画面上に現れるさまざまなストロークは、刹那的な風合いを醸し出したり、また滲み湧くような感触ももたらしているように思えます。
その像の全体が認識され得ない至近距離で眺めたときに捉える抽象的な面白さもさまざな部分から届けられ、その点にも惹かれます。
そういった画面の表情の凝縮が生む、そこに現れる像が過ごした時間への想像もそれによって膨らみ、広がっていきます。

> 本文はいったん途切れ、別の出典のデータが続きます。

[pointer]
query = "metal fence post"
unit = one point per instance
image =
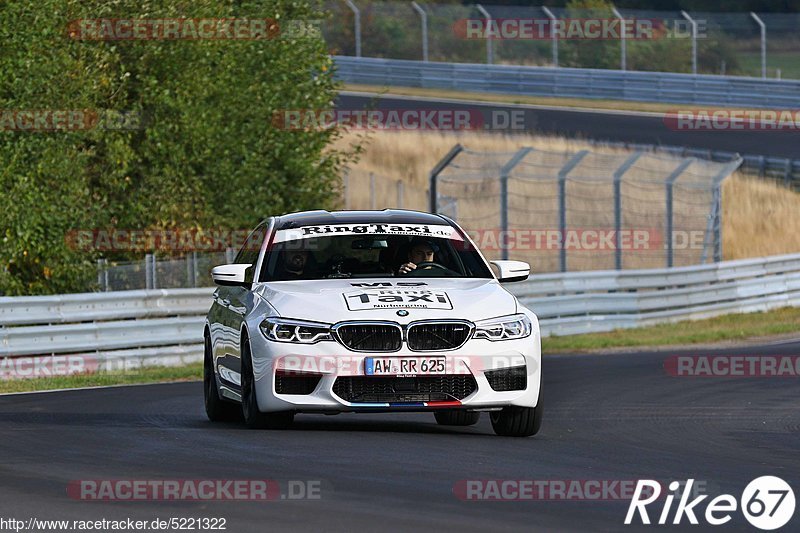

そしてもし、手を伸ばしてその気配に触れようとしたらふっとその気配も消え入ってしまいそうな儚げな空気感にも思いが寄せられ,深まっていくんです。
女性の全身像を描いた作品が多い中で、肖像を描いたものも数点。
この構図においてあらためて、その際どい匿名性が醸し出される描写に惹かれます。デジャブのように、するりと記憶から立ちのぼる女性の顔。しかしそのディテールに想いが届かないもどかしさがあって、それは「誰か」であることが曖昧でありながらも保たれるように思えることで、作品と観る側との想いとの間に横たわる、しっとりとしたやさしく心地よい暗さも届けられているようにも感じられます。
展示されているもっとも大きな作品。
むしろある「誰か」を意図して描いたような、今回の展示作品の中で際立つ高い具象性に一瞬たじろぎます。そこには観る側の「念」のようなものもあったりするのかな、など考えてしまったり。。。そしてそれすら消え入ってしまいそうな描写に、さらにいろんな感情の起伏への想像が広がっていきます。
ほぼ正面の構図で描かれる作品、そこに表情は現されず、だからこそ「仕草」や「佇まい」が豊かな雰囲気を醸し出しているように思えます。
豊かな描写によってもたらされる揺らめくような気配とそこから紡がれゆく言葉にならない静かな物語にゆったりと浸り、また爽やかな色彩を単純に味わい、楽しみたい作品であり空間で、何故だか何となくこの得難い心地よい経験は大切にしたいと思うんです。